The International Monetary Fund has approved a $5 billion aid package for Ukraine aimed at helping the country "to cope with COVID-19 pandemic challenges," with an immediate release of $2.1 billion, the institution announced in a statement on Tuesday.

The new 18-month program is geared towards "providing balance of payments and budget support, while safeguarding achievements to date and advancing a small set of key structural reforms, to ensure that Ukraine is well-poised to return to growth when the crisis ends," the Fund said in a statement published on its website.

The program was agreed in principle on May 21 but has now received the green light from the body's board of directors.

The Washington-based institution said Ukraine's track record in stabilizing the economy over the last five years has been "strong."

"However, more reforms efforts are needed to ensure robust and inclusive growth," it added in the statement.

The COVID-19 outbreak has "significantly worsened" the country's outlook, it said, forcing authorities to focus primarily on virus containment measures.

"Uncertainty is large, and the economy is projected to contract sharply in 2020 as strict containment measures -- in Ukraine and globally -- led to sizable falls in domestic and external demand," the IMF warned.

The 2020 budget is "expected to be hit hard, with a sharp decline in revenues and large emergency spending needs to address the crisis," it continued.
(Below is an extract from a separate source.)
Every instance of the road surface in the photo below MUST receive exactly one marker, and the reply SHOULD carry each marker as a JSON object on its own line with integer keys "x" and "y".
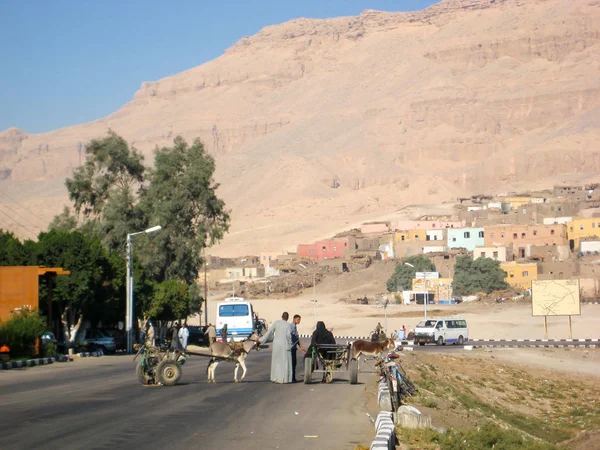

A passenger (R) gets a temperature check at the railway station in Kiev, on June 1, 2020 during the coronavirus pandemic
A passenger (R) gets a temperature check at the railway station in Kiev, on June 1, 2020 during the coronavirus pandemic AFP / GENYA SAVILOV

The agreement was reached under what the Fund calls a Stand-By Arrangement (SBA), the technical term for one of the financing instruments most commonly used by the Fund, usually in exchange for a reform program.

It succeeds the previous 14-month $3.9 billion program approved in December 2018 to maintain stability during the election year, the Fund said.

At the end of March, the Ukrainian parliament lifted a long-standing ban on the sale of farmland, a crucial and controversial piece of legislation needed to unlock support from the IMF.

In May, Kiev also adopted a law targeting owners of banks that go bankrupt, preventing them from regaining their assets.

Under the previous plan, Ukraine, one of the poorest countries in Europe, received a single payment of $1.4 billion due to insufficient reforms and corruption.

Separately Tuesday the IMF approved $363.6 million in emergency aid for Papua New Guinea, for use in its fight against the coronavirus pandemic.

The support "provides resources to the authorities to maintain macroeconomic stability with the aim of assisting the private sector adversely affected by COVID-19," the IMF said.

The Fund said it welcomed measures the country had taken to support businesses, workers and households.

However due to export losses and the cost of measures put in place to mitigate spread of the virus, Papua New Guinea is expected to be in recession this year.